Ilya was trying very very hard not to cry on the phone with his boyfriend’s parents, and he felt like he was doing pretty good. But his voice cracked when he says, “Thank you, David.”

He doesn’t say anything about it.

“Any time, son,” he can hear the smile in his voice, “I’ll let you get back to what you were doing. Give Anya some kisses for me, will you?”

“Yes, I will.” Shane hates that. But Ilya does it anyway. “Bye David.”

“Bye Ilya. I’ll talk to you later.”

Ilya wasn’t sure what to do once the call ended. Quickly, he sent a text to David, making sure there wasn’t something they were forgetting to ask him, even if it was something small, but he insists that he just wanted to check in. It felt nice. That someone other than Shane and Sveta just wanted him to be happy. Finding out or being told outright that there are no ulterior motives just feels like a weight off his shoulders. Do they really just care? There are more good parents out there than just his mama? His father was the problem, not Ilya?

David called him his son. His second son. He believes he is family.

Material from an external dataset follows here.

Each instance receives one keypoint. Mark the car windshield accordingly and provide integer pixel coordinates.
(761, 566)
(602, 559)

In the past, family meant expectations, rules, and pain when the rules were broken. It meant memories of his mama, and of grief. It meant fear and sadness, when all of his reminders of his mother were taken away from him as quickly as she was. They upset his father, so he wasn’t allowed to have them. Family meant he had to work to do his best, be his best, never fall short in an endless race that no one else knew they were in. Family meant solitude, alcohol, loneliness. Endless money wasted on drugs and abuse, bol’she, bol’she, bol’she…

Here, family apparently means daily check-ins, pasta with lots of cheese, soft, dreamy mornings, and nights that sound and smell like a crackling fire. It means grocery shopping with Shane, and playing fetch with his dog, and happiness, and joy. It meant hockey games with no motivation besides having fun. It means friends, and bad jokes, and racing his boyfriend on their runs in the park. Its quiet nights where Ilya can’t breathe around his grief, and there’s no one telling him to suck it up, or calling him awful things. Family is making fun of Hayden Pike, and Hayden Pike making fun of him in return.

Family means Shane. Family means Anya, and David and Yuna, and Svetlana, and Marly. Family means teamwork, and all his fellow Centaurs are right there with him.

No one needs anything from him except a request that he answer their phone calls and make appearances in their lives.

Ilya does have a family, and he knows exactly what the word means.

Notes:

Its short, but I hope people like it.
(Have some fruit, I have extra 🍒🍉🍓🍓🍑)

Adiós y cuídate, mi brilla lectores!!